Io sono qui a scrivere. Mio padre legge dianzi a me. Alle spalle gente confusa. Risuona il tramestio della macchina da caffé, – la guida un lacché. Un pitocco sbevazza, nel mio raggio d’ombra. Un gaglioffo, suo pari, lo asseconda. La sciantosa canta l’aria perduta. Il Figlio dell’Uomo balla alla destra del Padre invisibile. Il neghittoso giace in disparte, – sua moglie gioca a carte. ‘Siam tutti birbanti!’ pensa Pitou. ‘Il cielo non me ne voglia!’ grida una poco di buona lungo la strada. Il conte Mosca teme il frastuono di barche in rada. Dall’altra parte del globo gentaglia s’infiamma: l’aristocrazia ha bell’e concluso il corso opaco. Robinson Crusoe, invece, prosegue la sua tirata in solitaria. ‘La plebe sarà patrizia, la Patrizia sarà plebea!’ dicono i malinformati. Il Medio Oriente chiama. Ma Del Dongo corteggia, patisce, ama: e si muove come un chiaro segnale di vanità. Giorgio, suo parente, gira bel bello in bicicletta per le vie incognite di Ferrara. Micol non l’ho attende. L’Alfa e l’Omega si chinano alla Necessità: almeno così dice il filosofo meccanicista, figlio d’un qualche patema pregresso. La vita dei giovani, il sabato sera, arriva all’eccesso, – ne faranno un gran processo al Governo Italiota che ha dato un così cattivo esempio.

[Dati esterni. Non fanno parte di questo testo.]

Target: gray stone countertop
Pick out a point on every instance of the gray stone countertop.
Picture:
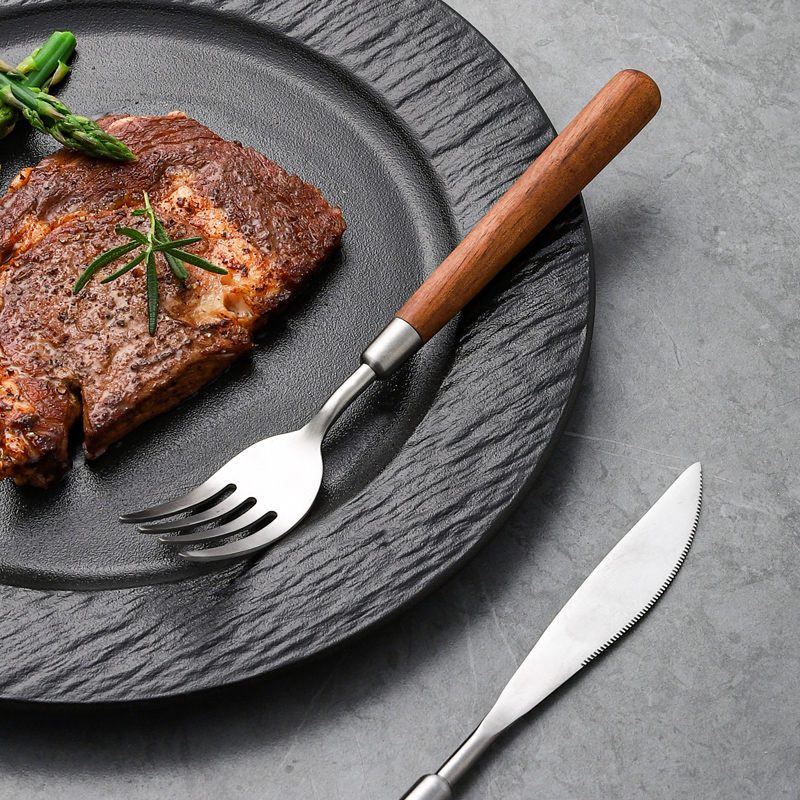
(694, 357)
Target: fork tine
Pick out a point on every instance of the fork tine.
(238, 525)
(201, 494)
(242, 547)
(221, 509)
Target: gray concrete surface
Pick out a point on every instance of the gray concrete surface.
(695, 356)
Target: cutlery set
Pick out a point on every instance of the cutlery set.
(265, 491)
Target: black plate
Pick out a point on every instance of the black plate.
(410, 121)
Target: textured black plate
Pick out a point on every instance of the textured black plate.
(410, 121)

Il Maestro è invecchiato; Johnny pure. Gli imperi musicali sono sfaldati dalla pirateria occulta. Anche i bucanieri scelgono la comoda Cadillac: bianca o nera, nulla fa.

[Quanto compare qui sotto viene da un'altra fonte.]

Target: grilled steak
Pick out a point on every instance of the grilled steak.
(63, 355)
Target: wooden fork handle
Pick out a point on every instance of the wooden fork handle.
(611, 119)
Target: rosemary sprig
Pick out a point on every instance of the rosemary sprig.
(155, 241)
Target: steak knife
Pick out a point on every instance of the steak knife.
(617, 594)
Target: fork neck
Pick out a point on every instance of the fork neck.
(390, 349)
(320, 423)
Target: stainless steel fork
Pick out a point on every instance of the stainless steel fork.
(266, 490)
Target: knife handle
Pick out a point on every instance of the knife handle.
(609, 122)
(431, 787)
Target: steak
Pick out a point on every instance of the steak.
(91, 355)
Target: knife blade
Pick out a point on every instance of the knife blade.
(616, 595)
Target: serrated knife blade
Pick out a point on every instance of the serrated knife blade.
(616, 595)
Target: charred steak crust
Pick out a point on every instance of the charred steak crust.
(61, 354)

Tutto questo succede, mentre scrivo; sicché mi riesce difficile di registrare ogni movenza. Ma chi avrebbe il coraggio di dire che qualcosa è accaduto?
E la donna, di cui si ha un gran parlare nella mia testa, sorride a qualche anima sconosciuta, – anima che evidentemente non sono io. Ella ride, nel farsi dei suoi gesti consueti: e l’umanità, mossa dal nonsenso, continua a fluire, nonostante un cotanto sorriso!